As shown in FIG. 8, the heating section 40 includes a base mold 42 held by a frame 41, a movable mold 43 that is movable toward and away from the base mold 42, a driving means 44 that moves the movable mold 43, and a folding mechanism 45 that folds the upper sheet material S1 of the two sheet materials S1 and S2 held by the conveying member 60 at the stitching portion T.

<Base mold material 42>
As shown in Fig. 8, the base mold member 42 is a member held by the frame 41, and has a flat upper surface. The base mold member 42 is provided so as to be located below the seam T (the position where the cover member SC is provided) of the two sheet materials S1, S2 when the two sheet materials S1, S2 held by the conveying member 60 are supplied by the conveying mechanism 50. The upper surface of the base mold member 42 is disposed so as to come into contact with the position where the cover member SC is provided at the seam T of the two sheet materials S1, S2 when the conveying member 60 supplied by the conveying mechanism 50 stops at a predetermined position. For example, the base mold member 42 is formed so as to overlap the position of the cover member SC when viewed from above with the conveying member 60 stopped at a predetermined position.

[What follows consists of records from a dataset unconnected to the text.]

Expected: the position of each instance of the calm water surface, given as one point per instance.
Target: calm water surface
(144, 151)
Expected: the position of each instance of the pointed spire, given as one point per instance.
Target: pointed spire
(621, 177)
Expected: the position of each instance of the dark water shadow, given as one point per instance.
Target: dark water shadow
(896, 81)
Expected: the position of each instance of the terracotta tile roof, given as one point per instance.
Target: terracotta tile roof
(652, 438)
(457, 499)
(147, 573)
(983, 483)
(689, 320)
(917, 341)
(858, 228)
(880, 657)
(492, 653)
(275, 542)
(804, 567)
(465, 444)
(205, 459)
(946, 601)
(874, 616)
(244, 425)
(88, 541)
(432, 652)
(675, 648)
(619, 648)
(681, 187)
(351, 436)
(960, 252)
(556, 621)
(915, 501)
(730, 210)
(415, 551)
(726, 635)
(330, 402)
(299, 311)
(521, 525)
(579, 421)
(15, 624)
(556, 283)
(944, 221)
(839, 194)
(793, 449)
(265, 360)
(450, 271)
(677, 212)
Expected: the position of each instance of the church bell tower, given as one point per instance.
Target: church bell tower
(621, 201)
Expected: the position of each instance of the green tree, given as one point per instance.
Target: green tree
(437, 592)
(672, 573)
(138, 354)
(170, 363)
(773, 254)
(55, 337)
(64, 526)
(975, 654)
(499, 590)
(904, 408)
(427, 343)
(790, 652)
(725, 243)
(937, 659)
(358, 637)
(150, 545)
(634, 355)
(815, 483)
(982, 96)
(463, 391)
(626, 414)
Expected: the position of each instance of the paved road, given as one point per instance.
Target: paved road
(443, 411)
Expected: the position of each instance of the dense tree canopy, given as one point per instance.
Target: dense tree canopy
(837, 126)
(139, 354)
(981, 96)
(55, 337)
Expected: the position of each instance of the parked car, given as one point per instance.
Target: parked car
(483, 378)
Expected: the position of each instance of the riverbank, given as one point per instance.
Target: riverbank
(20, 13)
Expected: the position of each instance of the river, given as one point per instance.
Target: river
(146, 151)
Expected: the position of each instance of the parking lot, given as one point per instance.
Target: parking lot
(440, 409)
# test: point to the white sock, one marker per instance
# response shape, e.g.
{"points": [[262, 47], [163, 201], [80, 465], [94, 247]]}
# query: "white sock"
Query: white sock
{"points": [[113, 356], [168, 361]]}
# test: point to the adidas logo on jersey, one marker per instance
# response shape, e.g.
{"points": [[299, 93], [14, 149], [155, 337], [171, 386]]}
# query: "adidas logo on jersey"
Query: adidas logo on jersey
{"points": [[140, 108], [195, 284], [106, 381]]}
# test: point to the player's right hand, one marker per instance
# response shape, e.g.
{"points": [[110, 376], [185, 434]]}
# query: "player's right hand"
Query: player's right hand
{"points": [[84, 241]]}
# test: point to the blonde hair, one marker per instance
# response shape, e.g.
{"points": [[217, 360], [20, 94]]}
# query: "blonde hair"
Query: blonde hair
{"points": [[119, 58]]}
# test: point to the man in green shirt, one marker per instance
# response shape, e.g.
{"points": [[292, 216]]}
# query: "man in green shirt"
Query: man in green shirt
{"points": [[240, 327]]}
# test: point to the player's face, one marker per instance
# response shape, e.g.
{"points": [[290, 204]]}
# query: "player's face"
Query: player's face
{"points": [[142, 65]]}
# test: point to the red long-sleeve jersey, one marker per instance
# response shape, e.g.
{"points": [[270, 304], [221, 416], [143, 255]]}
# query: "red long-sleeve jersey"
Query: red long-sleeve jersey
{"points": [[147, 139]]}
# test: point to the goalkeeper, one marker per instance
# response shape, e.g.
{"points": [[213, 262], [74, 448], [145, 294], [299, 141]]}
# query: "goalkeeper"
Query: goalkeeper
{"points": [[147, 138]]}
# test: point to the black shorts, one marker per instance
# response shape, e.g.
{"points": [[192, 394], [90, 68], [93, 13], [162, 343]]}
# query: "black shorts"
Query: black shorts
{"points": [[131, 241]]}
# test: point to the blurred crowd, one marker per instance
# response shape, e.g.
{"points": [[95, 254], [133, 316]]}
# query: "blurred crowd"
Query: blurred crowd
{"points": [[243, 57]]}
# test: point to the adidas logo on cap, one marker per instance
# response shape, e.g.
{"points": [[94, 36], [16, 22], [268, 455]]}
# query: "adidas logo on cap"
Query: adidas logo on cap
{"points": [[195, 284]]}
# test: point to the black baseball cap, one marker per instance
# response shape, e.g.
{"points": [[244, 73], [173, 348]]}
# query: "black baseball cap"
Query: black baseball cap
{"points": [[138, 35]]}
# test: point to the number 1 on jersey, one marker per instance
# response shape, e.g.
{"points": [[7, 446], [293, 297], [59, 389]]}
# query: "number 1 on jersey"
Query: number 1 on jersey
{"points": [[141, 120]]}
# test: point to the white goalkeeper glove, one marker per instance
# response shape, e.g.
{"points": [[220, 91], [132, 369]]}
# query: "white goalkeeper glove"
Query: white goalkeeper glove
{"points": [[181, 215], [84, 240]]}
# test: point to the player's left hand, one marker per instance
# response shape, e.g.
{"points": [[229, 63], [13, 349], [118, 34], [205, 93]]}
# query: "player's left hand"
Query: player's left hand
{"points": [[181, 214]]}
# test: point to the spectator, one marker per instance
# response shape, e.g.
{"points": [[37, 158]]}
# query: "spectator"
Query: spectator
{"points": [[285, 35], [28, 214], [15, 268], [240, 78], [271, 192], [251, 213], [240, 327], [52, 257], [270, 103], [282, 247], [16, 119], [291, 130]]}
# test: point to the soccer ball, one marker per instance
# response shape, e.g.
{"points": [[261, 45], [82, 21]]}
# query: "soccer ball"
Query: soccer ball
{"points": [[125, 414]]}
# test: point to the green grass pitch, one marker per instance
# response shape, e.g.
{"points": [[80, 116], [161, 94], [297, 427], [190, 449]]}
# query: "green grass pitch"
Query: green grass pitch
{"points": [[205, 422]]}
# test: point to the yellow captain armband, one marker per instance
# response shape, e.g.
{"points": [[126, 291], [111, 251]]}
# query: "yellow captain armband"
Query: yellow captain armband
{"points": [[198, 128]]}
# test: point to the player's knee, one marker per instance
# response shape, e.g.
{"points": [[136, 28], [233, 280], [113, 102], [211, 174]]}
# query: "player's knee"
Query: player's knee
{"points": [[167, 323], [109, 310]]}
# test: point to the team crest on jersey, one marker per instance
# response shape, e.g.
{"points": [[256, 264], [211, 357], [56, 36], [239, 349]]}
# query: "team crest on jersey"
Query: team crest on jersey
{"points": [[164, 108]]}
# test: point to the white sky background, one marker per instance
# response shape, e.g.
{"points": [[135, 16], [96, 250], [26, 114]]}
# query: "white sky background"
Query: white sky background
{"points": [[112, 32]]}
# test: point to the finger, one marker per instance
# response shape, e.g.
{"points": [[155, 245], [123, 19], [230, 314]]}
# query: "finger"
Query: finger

It is also desirable that the height of the upper surface of the base mold member 42 is set to be approximately the same height as the upper surface of the base member 61 of the transport member 60 transported by the transport mechanism 50. With this configuration, the stitching portion T of the two sheet materials S1, S2 can be stably sandwiched between the upper surface of the base member 61 and the movable mold member 43 and pressurized and heated.

<Driving means 44>

The frame 41 has a support part 41a that straddles the base mold member 42 above the base mold member 42. Specifically, it is composed of a beam member 41b located above the base mold member 42 and a pair of column members 41c, 41c that support the beam member 41b. A driving means 44 is installed on the beam member 41b. This driving means 44 holds the mobile mold member 43 and can move the mobile mold member 43 toward and away from the base mold member 42. Moreover, the driving means 44 is designed to move the contact part 43a of the mobile mold member 43, which will be described later, while maintaining a state parallel to the upper surface of the base mold member 42. For example, the driving means 44 can be a cylinder mechanism or a rack-and-pinion mechanism driven by hydraulic pressure, pneumatic pressure, a motor, or the like.

The driving means 44 does not need to always maintain the contact portion 43a of the movable mold member 43 parallel to the upper surface of the base mold member 42, so long as the contact portion 43a of the movable mold member 43 is parallel to the upper surface of the base mold member 42 when or immediately before the contact portion 43a comes into contact with the cover member SC.

The driving means 44 may also be provided with a guide mechanism for guiding the movement of the movable mold member 43. Providing a guide mechanism allows the driving means 44 to stably move the movable mold member 43. For example, a vertical guide shaft or a rack-and-pinion mechanism can be used as the guide mechanism. Using a rack-and-pinion mechanism as the guide mechanism has the advantage that the movable mold member 43 can also be moved by the guide mechanism.

<Moveable mold material 43>
1, the movable mold member 43 is attached to the driving means 44. The movable mold member 43 is an elongated member, and its lower end portion serves as a contact portion 43a that comes into contact with the cover member SC. The contact portion 43a is formed so that the entire lower end surface is positioned on the same plane.

This movable mold member 43 is formed to have approximately the same shape and size as the above-mentioned base mold member 42 in a plan view. In other words, the contact portion 43a of this movable mold member 43 is formed to be large enough to sandwich and press the cover member SC between it and the base mold member 42 when the transport member 60 supplied by the transport mechanism 50 stops at a predetermined position. For example, when viewed from above with the transport member 60 stopped at a predetermined position, the movable mold member 43 is disposed so as to overlap with the cover member SC and the base mold member 42.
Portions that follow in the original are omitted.